Paul Vacca
“La fiction peut-elle nous aider pour le ‘monde d’après’?”
Ces temps-ci, la réalité fait une concurrence déloyale à la fiction.
On a appris par exemple cette semaine que la mise en chantier de l’écriture de la saison 6 de Black Mirror, la série d’anticipation apocalyptico-technologique créée par Charlie Brooker et Annabel Jones, était reportée. N’est-ce pas logique : ne l’avons-nous pas finalement vécue ces dernières semaines, cette sixième saison ? Cette concurrence menaçait déjà Black Mirror avant la pandémie. La série dystopique donnait de plus en plus le sentiment de décrire non plus notre avenir, mais notre présent. A l’image de l’épisode Chute libre où tout le monde se note de 0 à 5 et qui raconte une réalité déjà à l’oeuvre en Chine. Ce qui est vertigineux, c’est de voir à quel point le futur fond toujours plus vite sur la série – et donc sur nous – au point de la rattraper.
La raison invoquée par la production est qu’il ne faut pas désespérer le spectateur en cette période. Pourtant, il semble que notre appétit pour les récits apocalyptiques se soit accru ces temps-ci. Nous nous sommes davantage tournés par exemple vers La Peste, le roman sombre d’Albert Camus, que vers Noces, son recueil solaire où il célèbre la plénitude et la communion avec la nature. La confirmation que la fiction ne remplit pas la seule fonction d’évasion ou de compensation. Les oeuvres dystopiques nous offrent des clés de lecture pour temps difficiles : elles nous éclairent – fût-ce avec noirceur – sur notre présent.

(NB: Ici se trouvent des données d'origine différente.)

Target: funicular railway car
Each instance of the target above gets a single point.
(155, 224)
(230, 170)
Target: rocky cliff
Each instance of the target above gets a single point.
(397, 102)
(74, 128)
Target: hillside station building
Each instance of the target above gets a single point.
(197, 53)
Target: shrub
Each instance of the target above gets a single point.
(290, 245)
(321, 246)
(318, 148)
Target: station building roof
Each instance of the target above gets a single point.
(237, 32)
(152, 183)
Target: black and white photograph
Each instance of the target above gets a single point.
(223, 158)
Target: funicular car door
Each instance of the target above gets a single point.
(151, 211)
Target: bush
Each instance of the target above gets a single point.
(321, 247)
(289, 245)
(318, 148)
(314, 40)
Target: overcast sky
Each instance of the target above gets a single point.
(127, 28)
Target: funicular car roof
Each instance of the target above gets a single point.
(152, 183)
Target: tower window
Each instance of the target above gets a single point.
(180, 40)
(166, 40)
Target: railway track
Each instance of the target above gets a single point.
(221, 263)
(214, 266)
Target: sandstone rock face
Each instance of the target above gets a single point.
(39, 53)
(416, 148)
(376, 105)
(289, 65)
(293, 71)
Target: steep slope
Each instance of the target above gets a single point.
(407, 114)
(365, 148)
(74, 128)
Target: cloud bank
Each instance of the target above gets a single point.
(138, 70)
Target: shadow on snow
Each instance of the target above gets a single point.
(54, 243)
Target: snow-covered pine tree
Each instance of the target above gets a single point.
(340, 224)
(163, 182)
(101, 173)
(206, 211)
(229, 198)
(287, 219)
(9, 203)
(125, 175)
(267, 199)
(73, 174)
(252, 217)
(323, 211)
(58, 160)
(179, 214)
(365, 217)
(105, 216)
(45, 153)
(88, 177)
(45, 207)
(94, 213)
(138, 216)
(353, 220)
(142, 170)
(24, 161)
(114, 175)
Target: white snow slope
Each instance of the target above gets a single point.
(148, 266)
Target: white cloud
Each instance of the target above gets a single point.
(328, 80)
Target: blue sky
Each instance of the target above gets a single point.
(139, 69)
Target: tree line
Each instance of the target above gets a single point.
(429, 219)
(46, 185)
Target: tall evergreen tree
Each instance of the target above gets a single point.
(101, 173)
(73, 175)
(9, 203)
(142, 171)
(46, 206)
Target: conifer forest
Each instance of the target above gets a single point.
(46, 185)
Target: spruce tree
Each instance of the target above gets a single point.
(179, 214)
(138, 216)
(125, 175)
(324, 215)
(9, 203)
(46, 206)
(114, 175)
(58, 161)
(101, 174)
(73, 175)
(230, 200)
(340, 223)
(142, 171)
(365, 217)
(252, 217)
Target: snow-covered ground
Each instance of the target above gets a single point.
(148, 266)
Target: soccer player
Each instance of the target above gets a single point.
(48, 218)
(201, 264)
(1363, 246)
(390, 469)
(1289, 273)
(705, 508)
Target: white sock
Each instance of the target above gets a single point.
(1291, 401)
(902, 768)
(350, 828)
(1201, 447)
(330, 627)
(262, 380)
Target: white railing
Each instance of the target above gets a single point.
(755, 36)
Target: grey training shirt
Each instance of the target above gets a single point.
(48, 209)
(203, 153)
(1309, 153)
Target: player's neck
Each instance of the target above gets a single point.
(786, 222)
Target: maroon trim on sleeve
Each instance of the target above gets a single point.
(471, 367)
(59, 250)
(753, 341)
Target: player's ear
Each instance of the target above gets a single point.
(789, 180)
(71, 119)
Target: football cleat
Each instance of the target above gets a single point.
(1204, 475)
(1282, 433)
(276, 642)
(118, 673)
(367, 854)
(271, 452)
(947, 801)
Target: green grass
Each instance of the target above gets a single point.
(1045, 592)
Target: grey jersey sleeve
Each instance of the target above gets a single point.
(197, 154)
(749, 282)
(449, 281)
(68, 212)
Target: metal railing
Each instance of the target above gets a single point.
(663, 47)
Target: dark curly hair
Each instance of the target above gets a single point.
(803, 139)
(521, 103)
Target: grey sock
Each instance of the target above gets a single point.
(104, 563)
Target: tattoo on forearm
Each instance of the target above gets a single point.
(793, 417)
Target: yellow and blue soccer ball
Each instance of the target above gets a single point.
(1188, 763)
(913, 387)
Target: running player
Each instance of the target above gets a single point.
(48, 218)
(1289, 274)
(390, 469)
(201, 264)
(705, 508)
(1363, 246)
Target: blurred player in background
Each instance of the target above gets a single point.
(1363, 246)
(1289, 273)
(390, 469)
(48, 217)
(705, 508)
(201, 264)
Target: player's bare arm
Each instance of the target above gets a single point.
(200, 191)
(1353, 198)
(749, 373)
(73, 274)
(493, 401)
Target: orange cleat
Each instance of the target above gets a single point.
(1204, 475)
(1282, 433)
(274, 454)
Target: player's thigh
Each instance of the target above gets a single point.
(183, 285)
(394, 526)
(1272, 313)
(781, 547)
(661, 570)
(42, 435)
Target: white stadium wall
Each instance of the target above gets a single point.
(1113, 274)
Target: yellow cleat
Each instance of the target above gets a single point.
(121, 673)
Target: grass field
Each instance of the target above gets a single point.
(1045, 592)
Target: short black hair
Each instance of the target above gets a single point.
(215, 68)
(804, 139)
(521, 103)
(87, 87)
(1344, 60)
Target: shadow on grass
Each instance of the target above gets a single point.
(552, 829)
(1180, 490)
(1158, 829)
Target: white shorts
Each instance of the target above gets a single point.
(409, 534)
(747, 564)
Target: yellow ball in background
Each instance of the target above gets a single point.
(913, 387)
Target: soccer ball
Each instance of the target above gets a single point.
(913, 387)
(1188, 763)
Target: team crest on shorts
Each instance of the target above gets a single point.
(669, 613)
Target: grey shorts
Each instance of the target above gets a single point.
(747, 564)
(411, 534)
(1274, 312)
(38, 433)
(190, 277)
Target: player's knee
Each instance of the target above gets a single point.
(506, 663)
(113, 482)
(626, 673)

Mais que faire pour le futur ? Les dystopies nous laissent démunis, n’offrant guère de solutions constructives pour le futur – au mieux quelques improbables sursauts individuels. Logique : une dystopie qui apporterait des solutions cesserait de facto d’en être une. Faire le choix de l’utopie alors ? En contrepoint, c’est ce que l’on a vu émerger très vite au cours de l’épidémie : des envies de reconstruction et d’élans utopiques. Une narration collective, en réaction à notre dystopie vécue, a pris forme, incarnée par des tribunes et des appels solennels à la création d’un ” monde d’après “. La résurgence spontanée des récits utopiques des ” grand soirs ” et autre tabula rasa à travers, entre autres, l’appel en 100 propositions de la part d’une personnalité écologiste ou d’une pétition sommaire contre le consumérisme signée par 200 happy few. Mais pas plus qu’un monde tout en noir, un monde tout en rose peut-il vraiment nous être d’une aide ? Car on peut dire de l’utopie ce que Charles Péguy disait de la philosophie d’Emmanuel Kant : elle a les mains propres, mais elle n’a pas de mains.
Un autre genre littéraire nous paraît bien plus fécond pour espérer construire un nouveau futur : c’est l’uchronie, ce genre fictionnel qui repose sur le principe de la réécriture de l’Histoire à partir de la modification d’un élément du passé. Comme Fatherland, le roman de Robert Harris qui postule que les nazis ont gagné la Seconde Guerre mondiale, ou Le Complot contre l’Amérique, où Philip Roth imagine que Charles Lindbergh, l’aviateur sympathisant des thèses nazies, a battu Roosevelt lors des élections de 1941, plongeant l’Amérique dans le chaos…
On nous rétorquera à juste titre que c’est un outil de réécriture du passé, pas du futur. Mais rien ne nous empêche d’utiliser l’uchronie pour nous projeter dans l’avenir. C’est ce à quoi nous invite Civilizations, le roman de Laurent Binet paru en septembre dernier où il fait l’hypothèse que Christophe Colomb n’a pas découvert l’Amérique en 1492, que les “Indiens ” ont été en possession des trois choses qui leur avaient fait défaut pour résister à l’envahisseur (à savoir le cheval, le fer et les anticorps) et qu’en 1531, les Incas entreprennent d’envahir l’Europe…
Toute l’histoire du monde est donc à refaire et, en premier lieu, celle de la Réforme et du capitalisme naissant… La jubilation narrative de la récréation romanesque fusionne avec celle, constructive, de la ” re-création ” d’un autre monde comme dans le jeu vidéo Civilization – dont le titre du roman s’inspire – où il s’agit de bâtir sa propre civilisation. C’est la magie réversible de l’uchronie où le narratif se mue soudain en performatif : si le monde aurait pu être différent, c’est qu’il peut l’être encore. Là où l’utopie se contente de rêver une révolution, l’uchronie de Binet invite à révolutionner notre vision des choses. Peut-être le ” monde d’après ” gagnerait-il à se penser non comme une utopie, mais comme une uchronie.